Patient's baseline characteristics are reported using median with interquartile range and mean +/− SD, as reported in the original studies. Follow-up periods are reported in months, and clinical outcomes including the ventricular arrhythmic events were extracted and reported as simple counts. To estimate the importance of myocardial fibrosis across various studies, pooled sensitivity and specificity analyses were conducted using a random-effects model (DerSimonian-Laird estimator). Proportions (sensitivity and specificity) were converted to corresponding log odds and summarized on this scale. Subsequently, the summary values were converted back to the reported proportions. Heterogeneity statistics for the meta-analysis were also generated. Individual study sensitivities and specificities were displayed with exact 95% CIs. Meta-analysis was performed with the “metafor” package (version 2.0) within R statistical software version 3.4.2 (The R Foundation, Vienna, Austria, 2017). Institutional review board approval was not needed for this study.
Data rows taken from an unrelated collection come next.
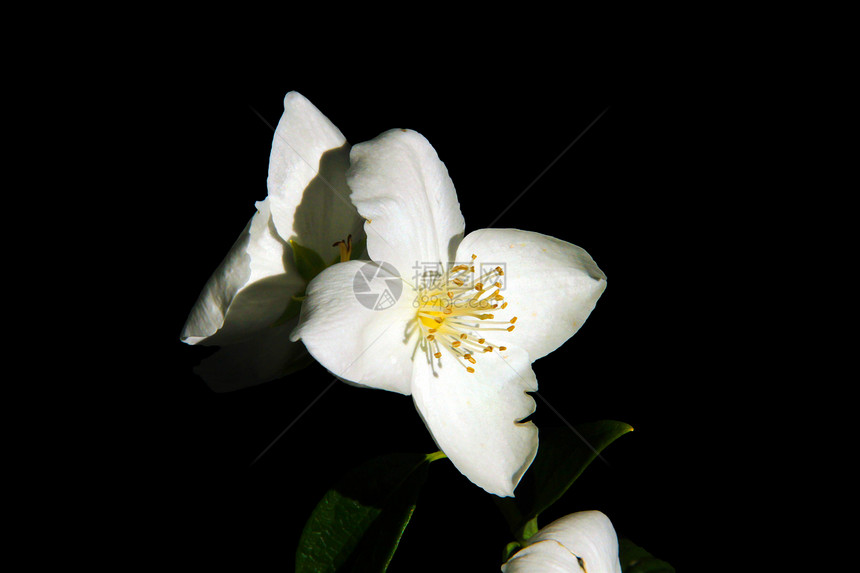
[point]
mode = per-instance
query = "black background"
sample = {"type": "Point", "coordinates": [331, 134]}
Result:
{"type": "Point", "coordinates": [642, 190]}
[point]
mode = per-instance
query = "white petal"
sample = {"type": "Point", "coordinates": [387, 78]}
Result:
{"type": "Point", "coordinates": [249, 290]}
{"type": "Point", "coordinates": [551, 286]}
{"type": "Point", "coordinates": [543, 557]}
{"type": "Point", "coordinates": [474, 417]}
{"type": "Point", "coordinates": [347, 336]}
{"type": "Point", "coordinates": [403, 189]}
{"type": "Point", "coordinates": [307, 179]}
{"type": "Point", "coordinates": [587, 534]}
{"type": "Point", "coordinates": [265, 356]}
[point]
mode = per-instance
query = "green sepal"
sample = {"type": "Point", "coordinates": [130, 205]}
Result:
{"type": "Point", "coordinates": [308, 262]}
{"type": "Point", "coordinates": [510, 549]}
{"type": "Point", "coordinates": [359, 522]}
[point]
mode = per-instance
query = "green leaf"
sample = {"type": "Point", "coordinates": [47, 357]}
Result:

No extramural funding was used to support this work.

Results

Clinical and demographics data

Eight studies comprised of 1,085 participants with median/mean follow-up of 8.5-64.8 months were included in the final analysis. The total population age and male gender percentage ranged from 43 to 83 years and 64% to 88%, respectively (Table I ).

Table I.

Baseline characteristics and LGE–c-MRI scar parameters most predictive of end points of studies

First author Study site Year Patients Follow-up Male (%) LVEF Events Scar definitions Scar parameters most predictive of end points
Demirel et al12 Netherlands 2014 94 64.8 86 31.9% ± 9.3% 34 Core scar: ≥50% maximal SI. Peri-infarct zone: SI ≥35% and <50% of maximal SI Ratio of peri-infarction mass/infarction core mass >0.60
Roes et al4 Netherlands 2009 91 8.5 81 28% ± 9% 18 Core scar: ≥50% maximal SI. Gray zone: SI ≥35% and <50% of maximal SI Infarct gray zone or peri-infarct zone >16.7 g
Boye et al19 Germany 2011 52 41.2 NA 30% ± 9% 13 Core scar: >5 SD above remote myocardium. Gray zone/peri-infarct: range of definitions Relative infarct transmurality ≥43%
Bernhardt et al13 Germany 2011 41 39.5 83 35% ± 12% 12 Core scar/presence of LGE. Total myocardial volume, % of hyperenhanced myocardium, and scar coronary distribution were all assessed quantitatively. Core/total scar aka presence of LGE
Gao et al18 Canada 2012 59 ICM (124 total) 21.1 83 ~26% 10 Core/total scar: <2 SD above that of a remote noninfarcted myocardium. Gray or peri-infarct zone: difference of total hyperenhancement measured by ≥2 SD and ≥3SD thresholds Total or core scar ≥38.7 g
Iles et al14 Australia 2011 42 ICM (103 total) 19.1 88 27% ± 8% 6 Core/total scar: ≥2 SD above that of a remote noninfarcted myocardium Core/total scar aka presence of LGE
Puntmann et al15§ UK, Germany, Australia 2018 665 17 64 NA§ 15 Core/total scar: ≥2 SD above the mean of the reference range (for normal/abnormal myocardium) Core/total scar aka presence of LGE
Fernández-Armenta et al16 Spain 2012 41 ICM (78 total) 25 83 22% 2 Core scar: >50% maximal SI above that of a remote noninfarcted myocardium. Gray zone or border zone: >2 SD and <50% maximal SI Late gadolinium presence, core scar mass percentage >16%, border zone/gray zone >9.5 g

LVEF (left ventricular ejection fraction), ICM (ischemic cardiomyopathy), ICD (implantable cardioverter defibrillator), VF/VT (ventricular fibrillation/ventricular tachycardia), SCD (sudden cardiac death).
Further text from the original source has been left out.